Usaha yang sudah berdiri 14 tahun lalu itu memang sudah begitu masyhur di kalangan warga Kudus. Tak heran jika para pembeli sampai antre untuk menikmati es campur yang harganya cuma Rp5 ribu itu.

Kasmijan menjelaskan, dalam satu porsi es campur berisi kolang-kaling, agar-agar, tapai singkong, nangka, degan, dan sirop. Es tersebut bisa dinikmati di tempat ataupun dibungkus untuk dibawa pulang.
Baca juga: Segar Manisnya Es Doger Priangan di Cendono Kudus Ini Jadi Penolang Saat Cuaca Panas
“Kalau pendapatan tidak tentu dalam sehari, yakni sekitar Rp350-400 ribu kalau hari biasa, sedangkan saat hari libur bisa Rp600-700 ribu/hari,” tuturnya saat ditemui, Selasa (02/10/2023).
Sedangkan saat Ramadan, biasanya warung es miliknya ramai pembeli. Meski buka mulai sore hari, tapi pendapatannya bisa mencapai Rp1 juta sehari.

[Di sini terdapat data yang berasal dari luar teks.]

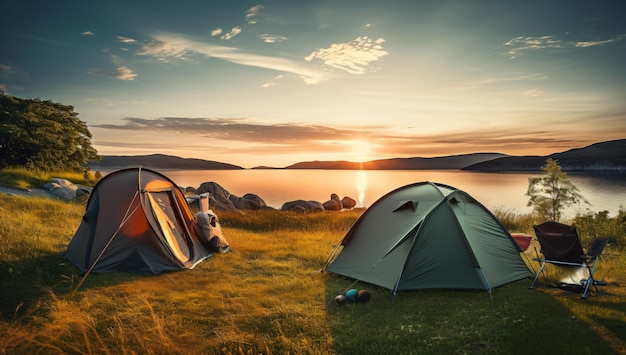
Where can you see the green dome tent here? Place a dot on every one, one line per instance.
(428, 235)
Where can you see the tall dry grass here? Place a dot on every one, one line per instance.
(269, 297)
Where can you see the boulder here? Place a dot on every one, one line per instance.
(332, 205)
(62, 188)
(219, 197)
(248, 202)
(302, 206)
(348, 202)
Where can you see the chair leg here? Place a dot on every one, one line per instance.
(590, 279)
(543, 264)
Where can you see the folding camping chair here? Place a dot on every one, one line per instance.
(560, 245)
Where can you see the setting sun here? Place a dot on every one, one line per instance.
(360, 151)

Menurutnya, hingga saat ini kualitas rasa es campur miliknya tidak pernah berubah dari awal berdiri. Ia tidak masalah jika keuntungan yang didapat sedikit asal usahanya tetap berjalan. Makanya, usaha tersebut selalu laris manis dan kini sudah punya dua cabang yakni di dekat United futsal stadium dan Museum Kretek.
“Kini ada tiga karyawan yang mulai bekerja pukul 8.00-16.00 sore,” jelas laki-laki berusia 50 tahun itu.